The findings in the Ohio investigation are just the latest evidence that voter fraud is a very real concern.
Last year, just one month before the presidential election, Project Veritas released an undercover video in which a New York City Democratic election official detailed rampant voter fraud in the state.
In the video, Alan Schulkin, commissioner of the board of elections in New York City, admits that voter fraud is a real problem in New York, which has no voter ID laws.
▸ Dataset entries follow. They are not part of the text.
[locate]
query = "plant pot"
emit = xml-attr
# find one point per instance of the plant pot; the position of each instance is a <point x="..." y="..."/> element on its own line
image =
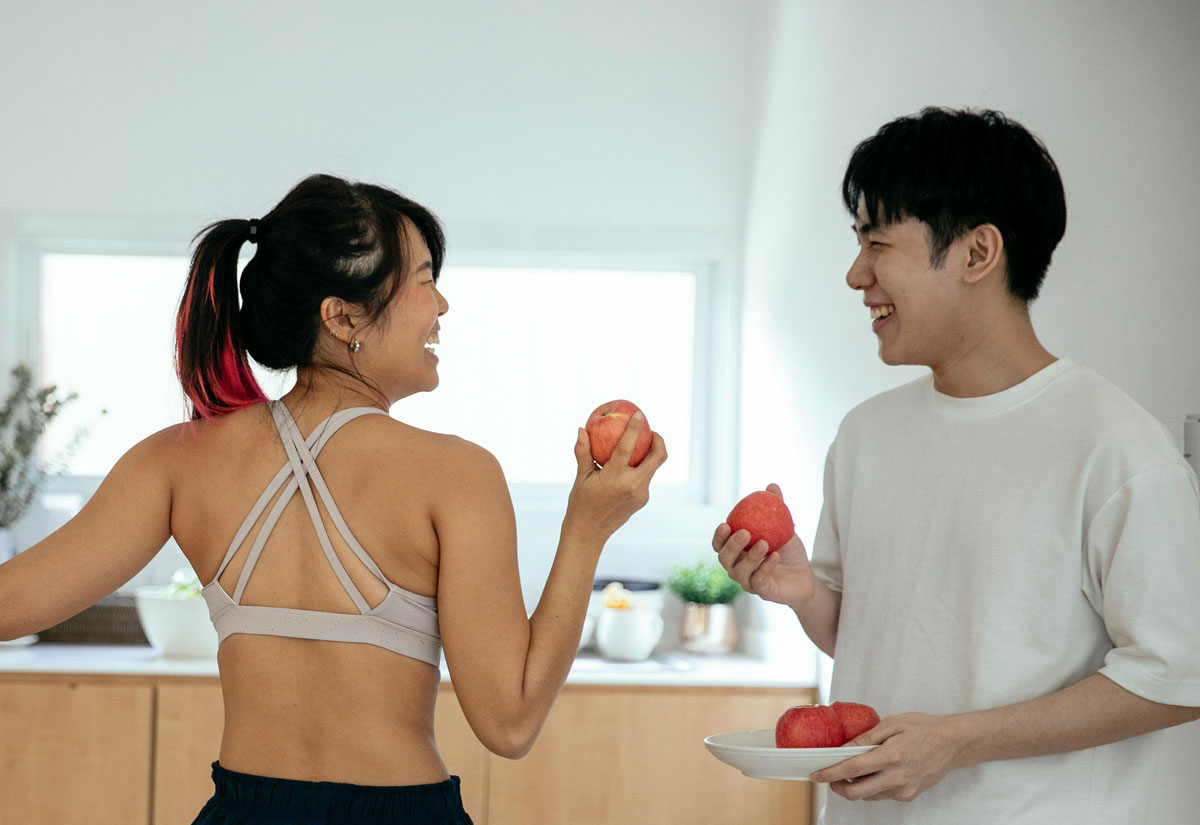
<point x="708" y="628"/>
Schulkin said any efforts to hand out ID cards in lieu of driver's licenses are “absurd” and can lead to “all types of fraud.”
In that same month, the Washington Free Beacon reported that there were over 1,000 illegal immigrants registered to vote in a small sample of eight Virginia counties, according to figures produced by the Public Interest Legal Foundation.
"Even in this small sample, when the voting history of this small sample of alien registrants is examined, nearly 200 verified ballots were cast before they were removed from the rolls," the organization stated. "Each one of them is likely a felony."
The group also found that from 2013 to 2015, 86 registrations were canceled in Philadelphia because they were found to be for non-citizens, though 40 of them had already voted in an at least one election.
In a 2013 survey by pollster John McLaughlin of over 800 Hispanic registered voters, 13 percent admitted they were not citizens of the United States.
A 2014 study based on survey data from the Cooperative Congressional Election study estimated that 6.4 percent of noncitizens voted illegally in the 2008 presidential election, and 2.2 percent voted in the 2010 midterm elections.
In 2008, the U.S. Supreme Court recognized the threat of voter fraud and upheld Indiana’s photo ID requirement as a legitimate, non-discriminatory means to prevent voter fraud.
The Pew Research Center found in 2012 that there were nearly 24 million active voter registrations in the United States found to be either invalid or inaccurate, and that almost two million dead Americans were still registered to vote. Meanwhile, 12 million voter records were found to have incorrect information, and another 2.75 million were found to have been registered in more than one state.
And still, despite these findings, any efforts to pass voter ID laws are met with contempt and accusations of racism, mostly by Democrats.
Rep. Elijah Cummings, ranking Democrat on the House Committee on Oversight and Government Reform, claimed on MSNBC, “The thing that I worry about with this argument about voter fraud is it gives the Republicans and others another tool and another reason to justify to the public of denying people the right to vote."
And Sen. Bernie Sanders, who challenged Clinton for the Democratic presidential nomination last year, asserted that voter fraud “barely exists,” and that the real problem is “voter suppression and the denial of voting rights,” which he claims is a result of voter ID laws.
Yet the data further disprove those claims, as well. A study of the 2010 and 2012 primaries and general elections by the University of California San Diego found that voter ID laws did not decrease minority turnout.
Furthermore, as observed by Wall Street Journal columnist Jason Riley, “Black voter turnout in 2012 exceeded the rate of white voter turnout, even in the states with the strictest voter ID laws.”
Years ago, the Washington Examiner noted the absurdity of claims that producing an ID is too much of a burden for voters by listing 24 things that require an ID, including alcohol, cigarettes, food stamps, getting on an airplane, buying an “M” rated video game, and purchasing certain over-the-counter cold medications. And while many of these prohibitions are imposed by state governments, some are also imposed by the very federal government that has pushed to stop voter ID laws.
The question is not whether voter fraud is real, but whether Democrats actually pretend not to notice it since it tends to work in their favor.